Sunday, March 19, 2017

Lying clickbait: Fake historical photos, fake North Korea photos, fake Titanic photos

Lying clickbait articles are like weeds. You pull them out and more just keep growing in their place.
Content promotion services continue to use the same dishonest tricks to entice web surfers to click on their articles. Chief among those tricks is the use of inaccurate photos.
For instance, there must be lots of great photos from the 1969 Woodstock music festival, but content promotion services like Taboola use modern photos and try to pass them off as historical.
A recent Taboola article titled “15 rarely seen Woodstock 1969 photos” used a picture of actress Troian Bellisario that was taken for the February 2012 issue of Troix magazine. Taboola blurred the photo to make it look older.



Another Taboola article titled “23 Woodstock photos that will make your skin crawl” used a fashion photo taken by Michelangelo “Miky” Oprandi.

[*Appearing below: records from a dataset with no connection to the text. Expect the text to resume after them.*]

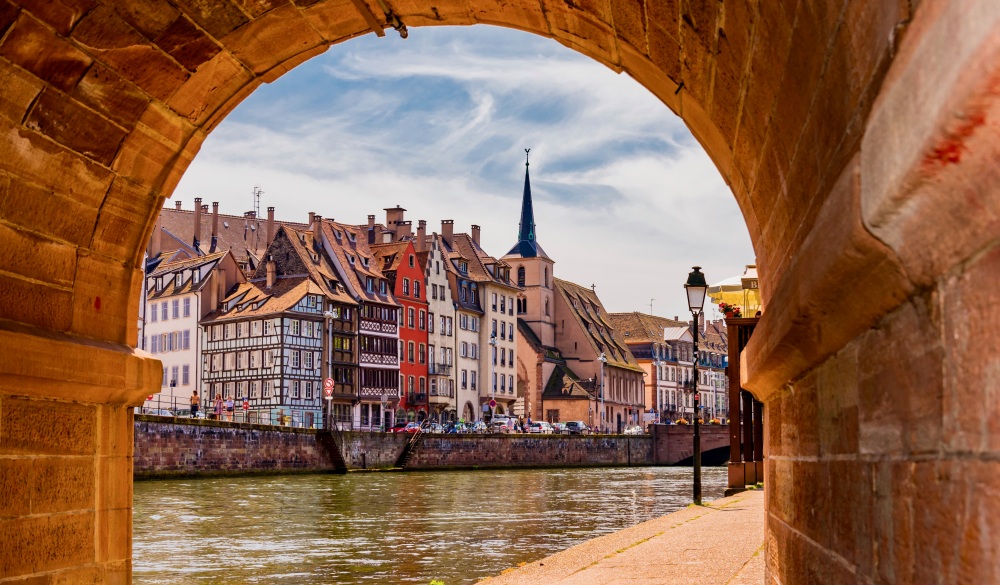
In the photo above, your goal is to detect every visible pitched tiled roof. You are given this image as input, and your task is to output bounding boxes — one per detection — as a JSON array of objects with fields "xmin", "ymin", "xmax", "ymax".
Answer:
[
  {"xmin": 322, "ymin": 219, "xmax": 398, "ymax": 305},
  {"xmin": 552, "ymin": 278, "xmax": 641, "ymax": 371},
  {"xmin": 201, "ymin": 277, "xmax": 316, "ymax": 323},
  {"xmin": 152, "ymin": 207, "xmax": 308, "ymax": 266},
  {"xmin": 146, "ymin": 251, "xmax": 229, "ymax": 300},
  {"xmin": 542, "ymin": 364, "xmax": 597, "ymax": 400},
  {"xmin": 608, "ymin": 311, "xmax": 687, "ymax": 343},
  {"xmin": 252, "ymin": 226, "xmax": 357, "ymax": 305}
]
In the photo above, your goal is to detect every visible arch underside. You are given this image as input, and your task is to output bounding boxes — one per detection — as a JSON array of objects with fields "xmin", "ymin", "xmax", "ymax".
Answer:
[{"xmin": 0, "ymin": 0, "xmax": 1000, "ymax": 582}]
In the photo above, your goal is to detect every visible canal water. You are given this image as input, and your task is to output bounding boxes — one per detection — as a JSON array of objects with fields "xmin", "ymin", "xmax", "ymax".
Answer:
[{"xmin": 132, "ymin": 467, "xmax": 726, "ymax": 585}]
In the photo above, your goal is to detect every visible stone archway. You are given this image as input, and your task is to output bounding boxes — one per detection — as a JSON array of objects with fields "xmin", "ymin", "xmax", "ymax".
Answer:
[{"xmin": 0, "ymin": 0, "xmax": 1000, "ymax": 582}]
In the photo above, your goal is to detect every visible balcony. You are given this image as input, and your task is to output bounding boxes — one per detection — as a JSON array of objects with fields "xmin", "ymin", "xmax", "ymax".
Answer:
[{"xmin": 427, "ymin": 364, "xmax": 451, "ymax": 376}]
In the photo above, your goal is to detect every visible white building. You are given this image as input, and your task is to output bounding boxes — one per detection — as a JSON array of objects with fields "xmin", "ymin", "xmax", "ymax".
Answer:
[{"xmin": 141, "ymin": 251, "xmax": 245, "ymax": 411}]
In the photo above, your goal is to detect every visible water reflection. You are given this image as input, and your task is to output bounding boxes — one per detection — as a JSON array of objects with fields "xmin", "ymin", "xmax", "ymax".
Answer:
[{"xmin": 133, "ymin": 467, "xmax": 726, "ymax": 585}]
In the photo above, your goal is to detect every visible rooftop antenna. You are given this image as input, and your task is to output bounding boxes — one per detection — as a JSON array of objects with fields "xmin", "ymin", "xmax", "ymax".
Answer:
[{"xmin": 253, "ymin": 184, "xmax": 264, "ymax": 249}]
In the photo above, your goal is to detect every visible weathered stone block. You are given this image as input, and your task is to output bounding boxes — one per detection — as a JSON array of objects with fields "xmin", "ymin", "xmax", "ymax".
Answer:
[
  {"xmin": 154, "ymin": 15, "xmax": 222, "ymax": 71},
  {"xmin": 24, "ymin": 89, "xmax": 125, "ymax": 165},
  {"xmin": 73, "ymin": 6, "xmax": 189, "ymax": 101},
  {"xmin": 0, "ymin": 396, "xmax": 97, "ymax": 455},
  {"xmin": 0, "ymin": 12, "xmax": 91, "ymax": 92},
  {"xmin": 31, "ymin": 457, "xmax": 95, "ymax": 514}
]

It is sold as a stock photo on Alamy titled “Girl hippie revolutionary in 1970 style with the symbol of peace.”



Another Woodstock-related clickbait article used a photo from the 1970 movie “Dorian Gray” starring Helmut Berger.





Recent clickbait articles promising rare photos of the Titanic disaster have used realistic paintings by Ken Marschall. Thumbnails of the artwork are too small for web surfers to be certain that they aren’t photos.
Previously clickbait purveyors have used stills from the movies “Titanic” (1943) and “Titanic” (1997) for their deceptive articles.






Another place where content promotion services use fake photos is for World War II pin-up girls.
Outbrain recently ran an article titled “25 photos captured during WW2 that weren’t shown in history class.” It used a photo of model Dee Marie on a vintage airplane at a 2014 air show taken by photographer Mark Goodman.



Meanwhile, a Taboola article titled “Old WW2 photos that will take your breath away” used a photo of model Billie Darling taken by photographer Mark Cafiero in 2006.




A series of clickbait articles promising to show photos of life in North Korea have used photos of sexy Asian women throwing out the first pitch at baseball games in South Korea, Japan and the U.S.
A recent example titled “Unnerving photos of life in North Korea” used a censored picture of Japanese bikini model Aki Hoshino at a Yokohama Bay Stars baseball game.



Another category of lying clickbait uses modern photos with articles supposedly about the Old West.
An article from Revcontent titled “Rare photos from the Old West” used a picture of actress Cara Gee from the Canadian TV series “Strange Empire.”



Finally, a clickbait article titled “Animals you don’t want around you” uses a needle-felted model of a large moth to depict the Venezuelan poodle moth.